Scott: It’s pretty much recognized within the agile community that it’s inefficient to build teams made up of specialists. Instead, you want people who are generalizing specialists with one or more specialities, such as database development or Java programming, and a general knowledge of software development and the domain. Generalizing specialists are far more effective than specialists, so you increase your overall productivity. It’s an assumption that you need a DBA to optimize the design, you just need someone on the team with the requisite skills to do the work, and it doesn’t have to be a DBA per se. There are several performance refactorings and they’re pretty straightforward in practice, so perhaps the real issue here is the cultural one of moving away from over specialization towards the more skilled paradigm of generalizing specialists.

Also, is having separate logical and physical ER designs really a shield or is it simply busy work?

Reg Developer: If you want to make changes to an enterprise schema in use by multiple applications, you're likely to run into resistance in the organization. Different projects will operate according to their own testing and release schedules. Can an evolutionary design approach really work in this sort of environment?

Scott: Like I said, the cultural issues are the difficult ones. Such an organization would have to choose to succeed, but unfortunately, it’s very easy to choose to fail. Hence the $611 billion data quality problem that we currently have on our hands.

Reg Developer: To finish off, where do you see evolutionary database design heading in the near future?

Scott: Right now we’re at the beginning of the adoption curve. The techniques are in place but we need to educate and mentor people in them.
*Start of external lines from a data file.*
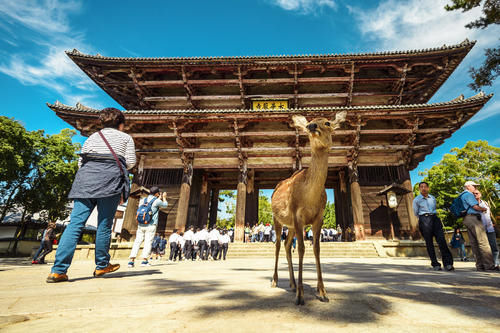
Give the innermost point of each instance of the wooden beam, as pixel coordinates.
(237, 97)
(242, 88)
(351, 85)
(189, 91)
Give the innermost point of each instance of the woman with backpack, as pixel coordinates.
(458, 242)
(147, 220)
(101, 181)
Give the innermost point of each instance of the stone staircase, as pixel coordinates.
(327, 250)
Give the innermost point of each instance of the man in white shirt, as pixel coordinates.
(224, 244)
(267, 232)
(213, 237)
(173, 245)
(202, 236)
(189, 237)
(146, 231)
(181, 246)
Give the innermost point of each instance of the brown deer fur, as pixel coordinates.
(300, 200)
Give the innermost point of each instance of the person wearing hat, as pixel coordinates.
(477, 235)
(146, 232)
(429, 224)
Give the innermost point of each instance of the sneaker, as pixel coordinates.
(109, 269)
(56, 277)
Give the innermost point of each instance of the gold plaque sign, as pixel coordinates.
(270, 105)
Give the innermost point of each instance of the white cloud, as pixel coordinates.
(304, 6)
(416, 24)
(491, 109)
(42, 33)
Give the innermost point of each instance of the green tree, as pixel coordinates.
(265, 211)
(228, 198)
(329, 220)
(476, 161)
(36, 170)
(489, 71)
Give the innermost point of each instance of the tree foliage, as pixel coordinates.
(489, 71)
(265, 211)
(329, 220)
(36, 170)
(476, 161)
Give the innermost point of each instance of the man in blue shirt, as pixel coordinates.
(424, 207)
(146, 232)
(477, 235)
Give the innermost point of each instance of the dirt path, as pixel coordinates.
(390, 295)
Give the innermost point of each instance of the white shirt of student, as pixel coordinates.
(267, 229)
(225, 239)
(202, 235)
(173, 238)
(214, 235)
(189, 235)
(181, 241)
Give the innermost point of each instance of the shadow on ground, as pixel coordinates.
(368, 295)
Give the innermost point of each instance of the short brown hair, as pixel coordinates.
(111, 117)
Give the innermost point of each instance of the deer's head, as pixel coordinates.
(319, 129)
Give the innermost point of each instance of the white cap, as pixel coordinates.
(470, 182)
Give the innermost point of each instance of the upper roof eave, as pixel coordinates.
(479, 98)
(466, 45)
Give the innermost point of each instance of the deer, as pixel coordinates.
(300, 200)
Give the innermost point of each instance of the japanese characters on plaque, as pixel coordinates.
(270, 105)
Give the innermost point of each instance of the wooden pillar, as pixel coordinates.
(241, 198)
(252, 200)
(183, 206)
(214, 206)
(408, 199)
(129, 226)
(204, 203)
(357, 203)
(239, 228)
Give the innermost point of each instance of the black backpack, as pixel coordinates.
(145, 212)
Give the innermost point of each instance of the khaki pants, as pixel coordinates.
(479, 243)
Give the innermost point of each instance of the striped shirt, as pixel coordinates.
(122, 144)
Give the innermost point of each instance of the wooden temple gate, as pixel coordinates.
(202, 125)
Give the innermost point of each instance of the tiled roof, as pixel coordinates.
(80, 108)
(466, 44)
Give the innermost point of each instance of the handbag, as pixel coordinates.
(126, 187)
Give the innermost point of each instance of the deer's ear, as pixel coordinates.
(300, 122)
(339, 119)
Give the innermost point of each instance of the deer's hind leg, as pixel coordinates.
(288, 249)
(316, 236)
(278, 228)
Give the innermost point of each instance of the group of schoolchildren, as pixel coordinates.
(199, 244)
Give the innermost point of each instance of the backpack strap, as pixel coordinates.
(112, 152)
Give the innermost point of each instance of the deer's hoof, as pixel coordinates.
(323, 299)
(299, 300)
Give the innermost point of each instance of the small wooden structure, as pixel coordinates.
(210, 123)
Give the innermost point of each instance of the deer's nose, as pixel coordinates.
(312, 127)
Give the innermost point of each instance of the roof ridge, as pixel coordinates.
(465, 43)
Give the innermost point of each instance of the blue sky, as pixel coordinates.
(34, 34)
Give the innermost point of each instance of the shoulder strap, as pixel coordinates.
(150, 204)
(112, 152)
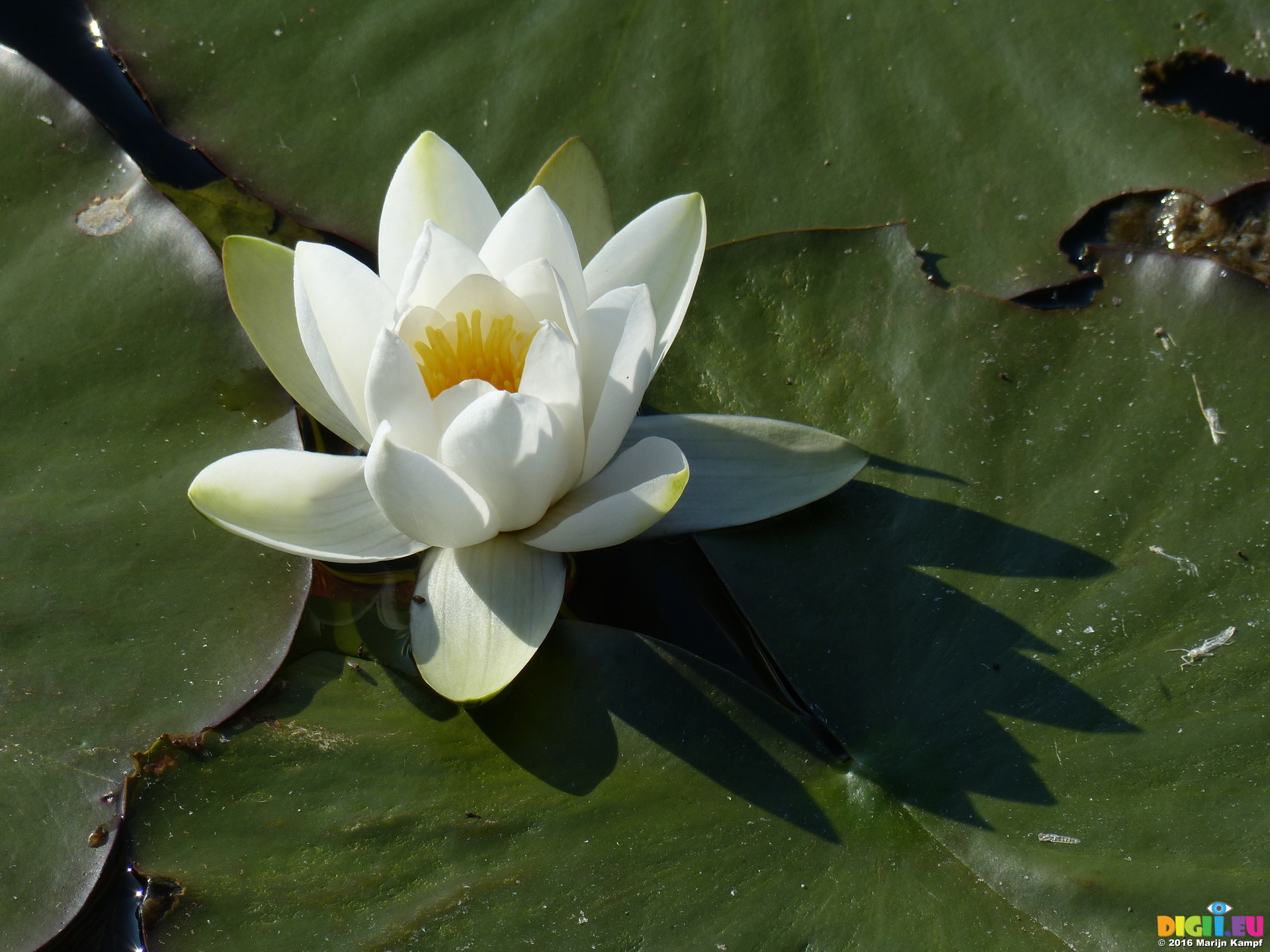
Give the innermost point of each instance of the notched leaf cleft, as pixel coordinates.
(1203, 83)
This will definitely take time as we need to overcome some very serious cultural challenges within the existing data community.

Scott Ambler is a noted author and speaker on object-oriented software development, software process and the like. He currently works with IBM as Practice Leader Agile Development within the IBM Methods group. He is Canadian and still lives in Canada although he spends a lot of time consulting in the United States and Europe.

Matt Stephens is a Java developer and project leader based in Central London. He’s the co-author of Extreme Programming Refactored which objectively throws XP into a pit of rabid hamsters, Agile Development with the ICONIX Process and most recently, Use Case Driven Object Modelling with UML: Theory and Practice.